On Sunday 21 April 2013 11:34:14 Mathias Gaunard wrote:
On 19/04/13 06:55, Andrey Semashev wrote:
According to my experience, compilers are reluctant at pattern matching the intrinsics and replacing them with other intrinsics (which is a good thing). So if the user's code a*b+c*d is equivalent to two _mm_mullo_epi16/_mm_mulhi_epi16 and _mm_add_epi32 then that's what you'll get in the output instead of a single _mm_madd_epi16. Note also that _mm_madd_epi16 requires a special layout of its operands in xmm register elements, which is also a blocker for the compiler optimization.
_mm_madd_epi16 is not a vertical operation, so it's a fairly special function, and you can't expect the compiler to recognize cases where it can use it.

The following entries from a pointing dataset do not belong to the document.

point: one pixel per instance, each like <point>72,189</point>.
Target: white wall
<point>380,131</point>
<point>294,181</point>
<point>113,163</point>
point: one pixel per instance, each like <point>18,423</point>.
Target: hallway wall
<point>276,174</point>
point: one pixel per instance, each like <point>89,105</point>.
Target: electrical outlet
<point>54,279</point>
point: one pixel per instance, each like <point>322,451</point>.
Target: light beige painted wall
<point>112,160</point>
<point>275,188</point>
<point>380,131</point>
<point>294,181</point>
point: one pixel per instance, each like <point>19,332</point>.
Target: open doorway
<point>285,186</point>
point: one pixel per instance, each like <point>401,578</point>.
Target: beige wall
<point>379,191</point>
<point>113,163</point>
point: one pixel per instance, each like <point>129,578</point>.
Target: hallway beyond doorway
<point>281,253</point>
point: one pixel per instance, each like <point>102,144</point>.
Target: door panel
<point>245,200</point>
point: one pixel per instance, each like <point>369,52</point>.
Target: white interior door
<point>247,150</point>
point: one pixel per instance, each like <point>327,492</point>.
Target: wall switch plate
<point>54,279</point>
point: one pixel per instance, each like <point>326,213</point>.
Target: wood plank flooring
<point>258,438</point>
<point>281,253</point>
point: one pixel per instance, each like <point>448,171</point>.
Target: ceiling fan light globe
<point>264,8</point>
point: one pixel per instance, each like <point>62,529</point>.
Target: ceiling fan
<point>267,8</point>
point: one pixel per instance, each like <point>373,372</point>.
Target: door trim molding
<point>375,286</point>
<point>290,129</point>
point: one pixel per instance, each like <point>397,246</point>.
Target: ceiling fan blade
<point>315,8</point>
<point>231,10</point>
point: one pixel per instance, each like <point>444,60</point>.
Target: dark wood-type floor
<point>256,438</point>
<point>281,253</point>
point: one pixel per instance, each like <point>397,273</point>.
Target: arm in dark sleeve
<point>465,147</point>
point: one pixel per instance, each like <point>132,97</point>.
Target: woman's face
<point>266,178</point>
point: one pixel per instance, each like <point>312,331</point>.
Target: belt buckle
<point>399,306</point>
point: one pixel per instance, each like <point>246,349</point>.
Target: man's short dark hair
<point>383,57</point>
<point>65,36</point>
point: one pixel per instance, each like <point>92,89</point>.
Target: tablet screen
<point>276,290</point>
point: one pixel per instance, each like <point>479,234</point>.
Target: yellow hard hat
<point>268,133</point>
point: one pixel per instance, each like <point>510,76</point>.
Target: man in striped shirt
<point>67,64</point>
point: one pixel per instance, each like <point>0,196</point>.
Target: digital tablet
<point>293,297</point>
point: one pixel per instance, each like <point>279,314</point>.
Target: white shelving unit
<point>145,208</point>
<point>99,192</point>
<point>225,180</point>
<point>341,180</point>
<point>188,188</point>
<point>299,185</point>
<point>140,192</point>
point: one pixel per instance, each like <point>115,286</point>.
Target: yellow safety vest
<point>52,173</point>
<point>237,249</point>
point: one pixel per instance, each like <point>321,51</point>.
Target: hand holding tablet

That's my point. Nonetheless this operation is very useful in some cases and I would like to be able to use it with Boost.SIMD. Same as many other special operations.
I think special opreations like FMA, madd, hadd/hsub, avg, min/max should be provided as functions. Also, it might be helpful to be able to convert packs to the compiler-specific types, like __m128i, and back to be able to use other more special intrinsics that are not available as functions or interoperate with inline assembler.
What I also forgot to ask is how the paper and Boost.SIMD handle overflowing and saturating integer arithmetics? I assume, the operators on packs implement overflowing operations since that's how scalar operations work. Is it possible to do saturating operations then?
The standard proposal tried to keep things simple, the library itself has quite a few more things.
So, is it possible to convert pack to __m128i & co. and back in Boost.SIMD?